Fünf Monate vor der Einweihung
Märkisches Museum zeigt geplante Reichstagsillumination
Ab sofort kann im Märkische Museum in Berlin-Mitte bereits besichtigt werden, wie das illuminierte Reichstagsgebäude künftig aussehen wird. Bis zum 1. Februar zeigen in der Ausstellung „Berlin im Licht“ Pläne, Skizzen und Visualisierungen die Ideen des Hamburger Lichtkünstlers Michael Batz, der sich in diesem Sommer in einem bundesweiten Wettbewerb mit seinem künstlerischen Entwurf durchgesetzt hatte.
Das Berliner Reichstagsgebäude erhält zum 60. Gründungstag der Bundesrepublik Deutschland eine neue künstlerisch gestaltete und dauerhafte Gesamtillumination, die am Abend des 22. Mai 2009 (Vorabend der Bundespräsidentenwahl) eingeweiht werden soll. Die Illumination ist eine Gemeinschaftsinitiative der Stiftung „Lebendige Stadt“, der Stiftung Zukunft Berlin und der Sparkassen-Finanzgruppe (http://www.reichstags-illumination.de/).
Die Vorstellung der Reichstagsillumination von Batz fügt sich in den Gesamtkontext der Ausstellung ein, die die jüngere Stadtgeschichte Berlins aus dem Blickwinkel einer technischen Innovation betrachtet: Kunstlicht hat innerhalb weniger Dekaden das Antlitz der preußischen Residenz- und jungen Reichshauptstadt in vielen Bereichen radikal verändert und ihren Charakter bis heute maßgeblich geprägt. Neben dem Pariser Lichtkünstler Philippe Lecoustumer, der 2006 den Eifelturm spektakulär in Szene setzte und Christina Kubisch, die die Große Halle des Märkischen Museums in mystisches Licht taucht, bietet die Ausstellung „Berlin im Licht“ nun auch Michael Batz eine Plattform zur Präsentation seines Reichstagsprojektes.

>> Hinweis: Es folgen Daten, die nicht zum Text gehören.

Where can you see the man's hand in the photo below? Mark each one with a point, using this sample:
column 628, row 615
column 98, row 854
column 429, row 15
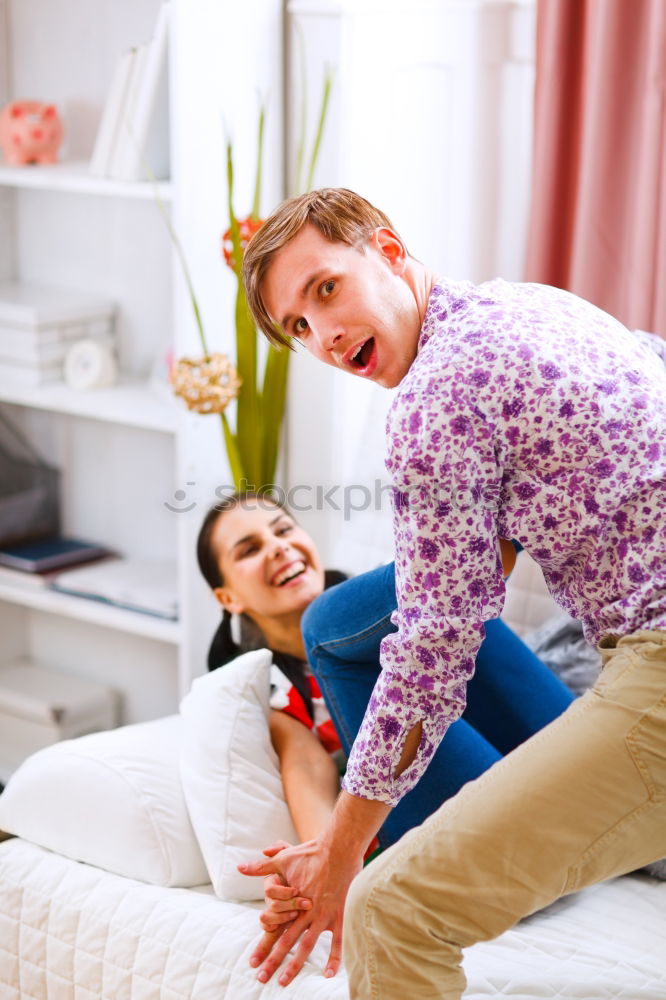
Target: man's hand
column 320, row 870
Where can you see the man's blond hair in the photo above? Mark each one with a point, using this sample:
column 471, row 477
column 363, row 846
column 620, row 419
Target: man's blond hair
column 340, row 215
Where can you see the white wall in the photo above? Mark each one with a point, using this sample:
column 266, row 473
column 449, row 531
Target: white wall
column 431, row 120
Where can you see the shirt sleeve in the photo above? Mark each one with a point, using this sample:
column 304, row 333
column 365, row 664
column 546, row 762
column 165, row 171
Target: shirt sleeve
column 447, row 482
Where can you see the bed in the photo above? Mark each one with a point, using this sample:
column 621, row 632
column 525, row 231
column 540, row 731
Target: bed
column 115, row 911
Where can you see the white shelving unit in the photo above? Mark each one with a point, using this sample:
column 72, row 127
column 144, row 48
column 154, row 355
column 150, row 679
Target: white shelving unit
column 75, row 177
column 138, row 471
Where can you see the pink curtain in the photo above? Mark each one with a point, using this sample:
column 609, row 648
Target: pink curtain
column 598, row 216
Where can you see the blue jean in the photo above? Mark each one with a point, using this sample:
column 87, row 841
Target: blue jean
column 510, row 697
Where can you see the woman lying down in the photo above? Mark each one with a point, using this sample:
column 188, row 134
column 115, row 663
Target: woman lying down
column 263, row 567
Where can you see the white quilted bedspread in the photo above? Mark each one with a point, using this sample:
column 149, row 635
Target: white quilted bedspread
column 72, row 932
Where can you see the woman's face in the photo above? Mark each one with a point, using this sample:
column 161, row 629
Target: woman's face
column 269, row 565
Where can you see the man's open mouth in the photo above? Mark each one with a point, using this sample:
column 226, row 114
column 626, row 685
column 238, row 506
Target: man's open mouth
column 361, row 358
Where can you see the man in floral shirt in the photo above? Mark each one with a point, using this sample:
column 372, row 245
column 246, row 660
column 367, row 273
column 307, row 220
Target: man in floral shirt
column 522, row 412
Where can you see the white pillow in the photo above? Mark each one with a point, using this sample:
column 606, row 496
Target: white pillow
column 231, row 774
column 112, row 799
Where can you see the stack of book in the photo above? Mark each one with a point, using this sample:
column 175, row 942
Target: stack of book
column 133, row 137
column 36, row 563
column 38, row 325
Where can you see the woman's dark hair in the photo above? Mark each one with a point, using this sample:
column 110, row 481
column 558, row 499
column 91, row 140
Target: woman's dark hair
column 223, row 647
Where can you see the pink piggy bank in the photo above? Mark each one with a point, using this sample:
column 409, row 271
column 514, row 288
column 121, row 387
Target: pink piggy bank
column 30, row 132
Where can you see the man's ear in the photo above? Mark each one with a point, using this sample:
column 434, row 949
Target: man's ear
column 229, row 601
column 391, row 247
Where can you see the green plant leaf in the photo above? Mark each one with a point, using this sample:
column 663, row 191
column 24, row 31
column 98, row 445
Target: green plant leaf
column 235, row 463
column 256, row 203
column 248, row 412
column 325, row 97
column 274, row 397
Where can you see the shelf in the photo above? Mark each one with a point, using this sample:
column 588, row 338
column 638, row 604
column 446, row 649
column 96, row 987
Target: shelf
column 132, row 402
column 74, row 177
column 95, row 612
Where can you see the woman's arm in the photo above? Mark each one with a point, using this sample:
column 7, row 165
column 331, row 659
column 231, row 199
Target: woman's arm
column 309, row 774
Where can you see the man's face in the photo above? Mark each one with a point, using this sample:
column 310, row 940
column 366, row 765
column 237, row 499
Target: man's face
column 352, row 309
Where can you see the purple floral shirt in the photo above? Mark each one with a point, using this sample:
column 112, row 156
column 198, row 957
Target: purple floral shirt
column 528, row 414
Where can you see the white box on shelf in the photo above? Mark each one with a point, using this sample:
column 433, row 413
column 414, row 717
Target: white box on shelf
column 40, row 706
column 52, row 313
column 39, row 324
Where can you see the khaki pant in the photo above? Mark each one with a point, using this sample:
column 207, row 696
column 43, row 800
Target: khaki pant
column 583, row 800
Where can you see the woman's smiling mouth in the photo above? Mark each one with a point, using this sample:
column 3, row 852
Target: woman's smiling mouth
column 288, row 573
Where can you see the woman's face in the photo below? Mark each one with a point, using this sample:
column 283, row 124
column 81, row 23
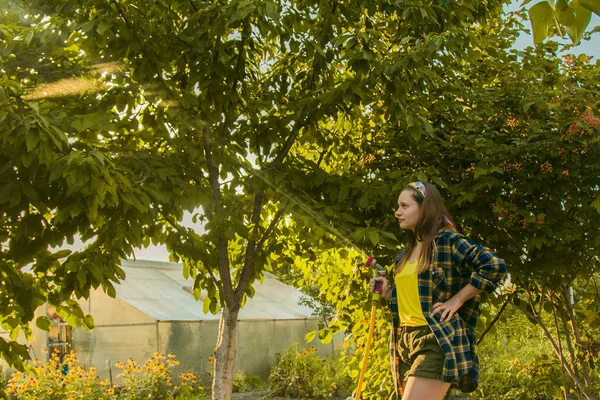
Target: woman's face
column 409, row 211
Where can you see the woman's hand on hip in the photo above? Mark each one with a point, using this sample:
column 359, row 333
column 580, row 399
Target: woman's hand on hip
column 448, row 309
column 386, row 291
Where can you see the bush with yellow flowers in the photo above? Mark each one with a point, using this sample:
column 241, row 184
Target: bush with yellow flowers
column 153, row 380
column 65, row 380
column 59, row 379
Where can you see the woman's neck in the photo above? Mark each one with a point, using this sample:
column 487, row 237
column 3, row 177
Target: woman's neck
column 416, row 252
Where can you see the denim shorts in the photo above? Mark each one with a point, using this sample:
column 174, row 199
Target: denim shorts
column 419, row 353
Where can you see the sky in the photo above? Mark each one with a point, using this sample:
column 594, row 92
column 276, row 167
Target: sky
column 590, row 48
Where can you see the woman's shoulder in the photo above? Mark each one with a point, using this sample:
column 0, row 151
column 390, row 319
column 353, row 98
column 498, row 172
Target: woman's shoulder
column 448, row 235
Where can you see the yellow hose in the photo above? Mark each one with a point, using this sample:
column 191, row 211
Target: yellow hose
column 366, row 358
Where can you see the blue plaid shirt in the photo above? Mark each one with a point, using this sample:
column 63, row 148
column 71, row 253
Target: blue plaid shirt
column 455, row 262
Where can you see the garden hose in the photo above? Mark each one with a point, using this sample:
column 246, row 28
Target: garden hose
column 379, row 271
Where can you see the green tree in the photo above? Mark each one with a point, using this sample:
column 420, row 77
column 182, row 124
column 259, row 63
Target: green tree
column 69, row 168
column 512, row 139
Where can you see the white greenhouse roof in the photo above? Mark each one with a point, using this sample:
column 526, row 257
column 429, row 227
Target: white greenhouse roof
column 159, row 290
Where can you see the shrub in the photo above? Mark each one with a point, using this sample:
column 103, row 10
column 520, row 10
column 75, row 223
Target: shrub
column 63, row 379
column 517, row 363
column 243, row 382
column 303, row 374
column 59, row 379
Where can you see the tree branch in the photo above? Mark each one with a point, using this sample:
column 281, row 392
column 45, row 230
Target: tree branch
column 222, row 254
column 496, row 318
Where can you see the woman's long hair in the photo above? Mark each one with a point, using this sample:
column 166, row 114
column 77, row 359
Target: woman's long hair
column 434, row 217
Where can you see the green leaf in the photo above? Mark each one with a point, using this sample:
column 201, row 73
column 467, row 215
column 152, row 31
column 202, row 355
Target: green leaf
column 581, row 20
column 310, row 336
column 592, row 5
column 325, row 336
column 374, row 237
column 44, row 323
column 542, row 21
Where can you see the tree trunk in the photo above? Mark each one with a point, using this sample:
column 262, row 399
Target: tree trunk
column 225, row 354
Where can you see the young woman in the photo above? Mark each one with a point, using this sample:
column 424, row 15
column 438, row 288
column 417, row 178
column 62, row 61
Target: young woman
column 434, row 298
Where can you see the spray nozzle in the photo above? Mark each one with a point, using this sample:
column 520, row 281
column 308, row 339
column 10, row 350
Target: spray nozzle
column 378, row 271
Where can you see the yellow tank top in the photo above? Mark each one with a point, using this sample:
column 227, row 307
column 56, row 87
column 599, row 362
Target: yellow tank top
column 407, row 294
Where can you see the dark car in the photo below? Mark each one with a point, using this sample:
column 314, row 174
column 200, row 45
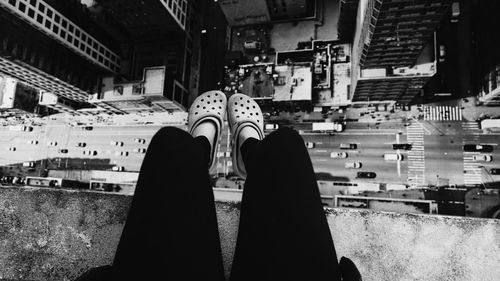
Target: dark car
column 366, row 175
column 478, row 148
column 495, row 171
column 404, row 146
column 348, row 146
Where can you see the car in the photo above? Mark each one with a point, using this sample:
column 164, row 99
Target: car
column 478, row 148
column 495, row 171
column 29, row 164
column 116, row 143
column 404, row 146
column 121, row 153
column 482, row 157
column 366, row 175
column 393, row 157
column 271, row 126
column 353, row 165
column 52, row 143
column 118, row 168
column 139, row 140
column 90, row 152
column 338, row 155
column 348, row 146
column 140, row 150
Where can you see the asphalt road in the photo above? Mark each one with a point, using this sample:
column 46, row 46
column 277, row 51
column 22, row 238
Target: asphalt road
column 98, row 139
column 442, row 157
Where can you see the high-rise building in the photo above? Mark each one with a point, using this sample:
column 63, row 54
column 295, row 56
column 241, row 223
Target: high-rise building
column 393, row 53
column 90, row 57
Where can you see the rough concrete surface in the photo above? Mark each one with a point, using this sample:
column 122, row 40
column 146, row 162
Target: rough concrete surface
column 57, row 234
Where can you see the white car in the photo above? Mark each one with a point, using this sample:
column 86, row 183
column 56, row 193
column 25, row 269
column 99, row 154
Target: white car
column 271, row 126
column 121, row 153
column 118, row 168
column 140, row 150
column 310, row 144
column 353, row 165
column 116, row 143
column 90, row 152
column 139, row 140
column 482, row 157
column 52, row 143
column 338, row 155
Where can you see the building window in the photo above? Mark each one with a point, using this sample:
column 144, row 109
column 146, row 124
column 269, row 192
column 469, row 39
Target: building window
column 31, row 13
column 22, row 7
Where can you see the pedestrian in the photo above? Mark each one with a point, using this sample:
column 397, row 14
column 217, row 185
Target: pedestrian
column 171, row 232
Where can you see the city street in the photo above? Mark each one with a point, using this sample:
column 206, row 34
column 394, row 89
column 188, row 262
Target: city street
column 433, row 159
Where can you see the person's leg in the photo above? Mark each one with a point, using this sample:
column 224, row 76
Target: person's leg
column 283, row 232
column 171, row 232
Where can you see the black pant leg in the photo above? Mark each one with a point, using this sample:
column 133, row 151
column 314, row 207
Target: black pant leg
column 171, row 232
column 283, row 232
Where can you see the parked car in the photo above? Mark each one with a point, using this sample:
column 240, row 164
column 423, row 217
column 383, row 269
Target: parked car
column 482, row 157
column 348, row 146
column 310, row 144
column 366, row 175
column 52, row 143
column 404, row 146
column 393, row 157
column 116, row 143
column 271, row 126
column 121, row 153
column 118, row 168
column 140, row 150
column 353, row 165
column 90, row 152
column 338, row 155
column 139, row 140
column 495, row 171
column 478, row 148
column 29, row 164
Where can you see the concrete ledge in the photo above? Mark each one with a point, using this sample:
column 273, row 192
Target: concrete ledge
column 57, row 235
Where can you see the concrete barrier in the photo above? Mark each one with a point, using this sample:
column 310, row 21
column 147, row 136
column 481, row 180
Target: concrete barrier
column 57, row 234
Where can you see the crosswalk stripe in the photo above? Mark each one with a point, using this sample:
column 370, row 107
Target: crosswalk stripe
column 442, row 113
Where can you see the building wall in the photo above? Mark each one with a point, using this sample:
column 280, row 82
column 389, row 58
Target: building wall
column 57, row 235
column 243, row 12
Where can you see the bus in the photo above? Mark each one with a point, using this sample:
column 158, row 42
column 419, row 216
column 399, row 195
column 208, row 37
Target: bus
column 52, row 182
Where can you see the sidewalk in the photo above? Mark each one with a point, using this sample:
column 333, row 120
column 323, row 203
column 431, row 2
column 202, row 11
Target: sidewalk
column 473, row 112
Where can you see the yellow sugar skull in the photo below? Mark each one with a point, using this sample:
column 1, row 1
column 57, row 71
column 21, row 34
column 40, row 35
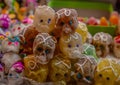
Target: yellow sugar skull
column 60, row 69
column 34, row 70
column 44, row 19
column 107, row 72
column 83, row 31
column 85, row 67
column 71, row 45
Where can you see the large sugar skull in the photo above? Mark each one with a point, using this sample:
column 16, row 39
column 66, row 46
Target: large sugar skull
column 66, row 22
column 43, row 47
column 60, row 69
column 9, row 59
column 107, row 72
column 116, row 48
column 11, row 45
column 71, row 45
column 44, row 19
column 34, row 69
column 85, row 67
column 89, row 49
column 27, row 37
column 83, row 31
column 102, row 42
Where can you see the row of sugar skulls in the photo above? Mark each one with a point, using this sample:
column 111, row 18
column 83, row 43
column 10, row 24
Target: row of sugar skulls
column 67, row 64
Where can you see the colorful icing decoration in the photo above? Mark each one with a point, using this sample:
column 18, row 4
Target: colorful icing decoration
column 107, row 72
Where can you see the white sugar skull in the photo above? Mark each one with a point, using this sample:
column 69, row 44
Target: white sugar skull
column 9, row 59
column 116, row 48
column 43, row 47
column 102, row 42
column 71, row 45
column 10, row 45
column 84, row 74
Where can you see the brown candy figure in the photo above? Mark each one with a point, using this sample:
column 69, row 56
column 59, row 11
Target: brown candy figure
column 36, row 67
column 84, row 74
column 60, row 69
column 44, row 19
column 66, row 22
column 102, row 42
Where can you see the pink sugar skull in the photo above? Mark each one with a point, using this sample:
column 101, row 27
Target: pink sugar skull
column 43, row 47
column 4, row 21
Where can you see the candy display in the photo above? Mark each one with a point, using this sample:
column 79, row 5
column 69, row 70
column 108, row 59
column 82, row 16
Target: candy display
column 102, row 42
column 43, row 45
column 107, row 72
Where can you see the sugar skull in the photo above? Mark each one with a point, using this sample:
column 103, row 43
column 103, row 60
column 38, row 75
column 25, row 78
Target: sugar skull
column 66, row 22
column 84, row 70
column 27, row 38
column 116, row 48
column 34, row 69
column 102, row 42
column 44, row 19
column 9, row 59
column 107, row 72
column 83, row 31
column 89, row 49
column 71, row 45
column 11, row 45
column 60, row 69
column 43, row 47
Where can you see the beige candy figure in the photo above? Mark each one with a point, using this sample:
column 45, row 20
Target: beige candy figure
column 102, row 42
column 71, row 45
column 107, row 72
column 44, row 19
column 84, row 70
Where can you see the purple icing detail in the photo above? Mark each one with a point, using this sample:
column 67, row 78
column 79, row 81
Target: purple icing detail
column 4, row 21
column 19, row 67
column 1, row 67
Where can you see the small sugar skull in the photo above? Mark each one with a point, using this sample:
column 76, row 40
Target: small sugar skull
column 9, row 59
column 66, row 22
column 71, row 45
column 116, row 48
column 43, row 47
column 34, row 70
column 89, row 49
column 83, row 31
column 11, row 45
column 84, row 74
column 60, row 69
column 27, row 37
column 102, row 42
column 15, row 74
column 44, row 19
column 107, row 72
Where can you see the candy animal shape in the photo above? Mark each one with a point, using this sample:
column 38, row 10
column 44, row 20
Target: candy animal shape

Batz hatte sich u. a. bereits mit der Illumination der Hamburger Speicherstadt, des Hamburger Michel, des Kaiviertels Salzburg sowie Lichtmasterplänen für die Innenstadt von Münster und das Kölner Rheinufer einen Namen gemacht. 2003 erhielt er den Alexander-Zinn-Preis der Stadt Hamburg und 2005 den International-City-People-Light-Award für die Illumination des Kölner Rheinufers.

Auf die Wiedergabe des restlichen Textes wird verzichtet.